La parte interesante de esta historia no es la eliminación de cartas ni el orden de manos. Es la dirección en la que viajó la innovación. La mayoría de las variantes de póker que llegan al mainstream surgen de abajo hacia arriba: partidas caseras, clubes pequeños, preferencias regionales que eventualmente se codifican. El short deck llegó de arriba hacia abajo, desde un puñado de jugadores con los recursos para poner las condiciones de sus propias partidas y, más tarde, los recursos para transmitirlas.

Eso no es exclusivo del póker —muchas industrias toman su rumbo de lo que el cliente más adinerado encuentra entretenido— pero es un recordatorio útil de cuánto de la cara pública del póker se moldea con dinero privado antes de que el resto lo veamos. El juego que ves en un stream, o que encuentras listado en un calendario de torneos, muchas veces ya fue probado en la carretera por gente para quien el buy-in era un redondeo contable.

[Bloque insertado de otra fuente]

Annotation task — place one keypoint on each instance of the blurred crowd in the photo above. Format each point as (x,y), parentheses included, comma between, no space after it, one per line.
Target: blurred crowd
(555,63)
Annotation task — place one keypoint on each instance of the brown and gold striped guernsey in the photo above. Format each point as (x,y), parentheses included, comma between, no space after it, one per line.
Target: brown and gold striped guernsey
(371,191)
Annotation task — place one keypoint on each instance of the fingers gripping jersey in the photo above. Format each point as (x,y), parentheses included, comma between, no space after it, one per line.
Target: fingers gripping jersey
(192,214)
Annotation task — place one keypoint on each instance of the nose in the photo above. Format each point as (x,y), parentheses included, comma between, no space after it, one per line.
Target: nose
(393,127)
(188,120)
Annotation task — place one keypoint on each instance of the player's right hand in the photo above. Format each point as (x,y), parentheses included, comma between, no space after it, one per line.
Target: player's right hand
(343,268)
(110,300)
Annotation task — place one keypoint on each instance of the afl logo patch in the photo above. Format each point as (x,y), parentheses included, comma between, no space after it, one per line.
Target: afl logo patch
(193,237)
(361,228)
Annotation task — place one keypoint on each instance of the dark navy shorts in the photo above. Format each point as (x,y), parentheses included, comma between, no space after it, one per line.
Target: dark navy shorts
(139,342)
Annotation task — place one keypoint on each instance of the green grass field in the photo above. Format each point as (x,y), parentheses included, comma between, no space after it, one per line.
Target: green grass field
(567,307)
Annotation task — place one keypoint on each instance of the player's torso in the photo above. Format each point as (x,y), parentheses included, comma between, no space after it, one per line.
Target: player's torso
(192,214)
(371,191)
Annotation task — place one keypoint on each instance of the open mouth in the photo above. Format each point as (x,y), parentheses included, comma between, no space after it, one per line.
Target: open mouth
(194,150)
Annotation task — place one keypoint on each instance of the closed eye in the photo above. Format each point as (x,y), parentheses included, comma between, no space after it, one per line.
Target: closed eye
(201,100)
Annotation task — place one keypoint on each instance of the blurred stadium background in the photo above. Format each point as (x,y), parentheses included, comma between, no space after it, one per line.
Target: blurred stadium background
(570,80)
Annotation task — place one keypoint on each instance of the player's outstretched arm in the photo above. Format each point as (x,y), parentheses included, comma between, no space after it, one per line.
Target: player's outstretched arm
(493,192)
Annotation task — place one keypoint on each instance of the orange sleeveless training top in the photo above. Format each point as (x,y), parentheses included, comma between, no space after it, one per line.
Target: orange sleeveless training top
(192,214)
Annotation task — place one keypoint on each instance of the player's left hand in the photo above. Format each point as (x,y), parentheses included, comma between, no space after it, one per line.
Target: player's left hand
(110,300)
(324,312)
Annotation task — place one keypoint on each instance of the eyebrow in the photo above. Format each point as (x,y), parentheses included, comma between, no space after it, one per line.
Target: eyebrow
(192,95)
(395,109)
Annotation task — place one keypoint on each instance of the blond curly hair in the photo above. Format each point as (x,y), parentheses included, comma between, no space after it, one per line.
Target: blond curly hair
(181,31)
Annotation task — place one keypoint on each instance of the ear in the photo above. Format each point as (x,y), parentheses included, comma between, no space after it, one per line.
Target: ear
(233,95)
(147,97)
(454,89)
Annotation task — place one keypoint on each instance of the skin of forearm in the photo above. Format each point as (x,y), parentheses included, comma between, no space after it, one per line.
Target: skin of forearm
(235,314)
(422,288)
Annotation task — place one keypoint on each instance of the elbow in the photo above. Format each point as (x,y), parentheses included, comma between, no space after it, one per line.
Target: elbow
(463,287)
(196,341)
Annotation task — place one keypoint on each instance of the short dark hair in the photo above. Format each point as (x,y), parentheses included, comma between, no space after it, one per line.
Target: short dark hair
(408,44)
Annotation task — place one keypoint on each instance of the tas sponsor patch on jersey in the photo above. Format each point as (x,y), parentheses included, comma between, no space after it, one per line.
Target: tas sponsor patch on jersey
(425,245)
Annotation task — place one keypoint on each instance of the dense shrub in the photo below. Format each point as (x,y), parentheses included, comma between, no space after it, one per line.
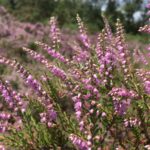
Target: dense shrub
(109,95)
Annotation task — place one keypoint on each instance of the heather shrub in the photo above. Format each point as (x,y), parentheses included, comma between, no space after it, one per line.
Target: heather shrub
(96,99)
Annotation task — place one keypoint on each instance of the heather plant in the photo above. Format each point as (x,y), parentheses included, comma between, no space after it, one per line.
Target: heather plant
(108,95)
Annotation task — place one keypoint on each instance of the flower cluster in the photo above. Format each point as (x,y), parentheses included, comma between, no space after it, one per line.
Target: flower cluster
(79,143)
(131,122)
(122,99)
(54,32)
(45,100)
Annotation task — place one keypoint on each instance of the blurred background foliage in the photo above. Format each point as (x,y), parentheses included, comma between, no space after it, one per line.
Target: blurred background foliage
(131,12)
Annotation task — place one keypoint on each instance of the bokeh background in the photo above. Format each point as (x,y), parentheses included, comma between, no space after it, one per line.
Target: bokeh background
(22,22)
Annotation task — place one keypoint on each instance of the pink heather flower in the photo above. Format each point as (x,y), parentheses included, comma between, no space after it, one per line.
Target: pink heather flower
(77,106)
(54,32)
(53,53)
(121,98)
(83,35)
(32,83)
(52,68)
(79,143)
(2,147)
(131,122)
(147,86)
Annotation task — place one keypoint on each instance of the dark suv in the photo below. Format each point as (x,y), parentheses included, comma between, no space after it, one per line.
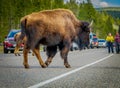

Nada de eso vuelve al short deck más o menos legítimo como variante. Solo significa que cuando preguntamos de dónde viene una tendencia del póker, la respuesta honesta suele ser: de un cuarto en el que no estuvimos, con apuestas que la mayoría no jugaría, entre personas que buscaban qué hacer con dinero que ya habían decidido arriesgar.

El recorrido del short deck —de curiosidad privada a evento de brazalete en poco más de un lustro— es corto para los estándares de la historia del póker, donde la mayoría de las variantes tardan generaciones en asentarse en el calendario. Esa velocidad cuenta su propia historia sobre una industria que hoy se mueve al ritmo de los derechos de transmisión y el interés de los sponsors, más que al ritmo lento del consenso de las partidas caseras. Dure otra década o se apague como curiosidad, el formato ya cumplió su función como caso de estudio: prueba de que en el póker moderno, el fieltro donde se inventa un juego y el fieltro donde finalmente se juega pueden estar muy lejos uno del otro.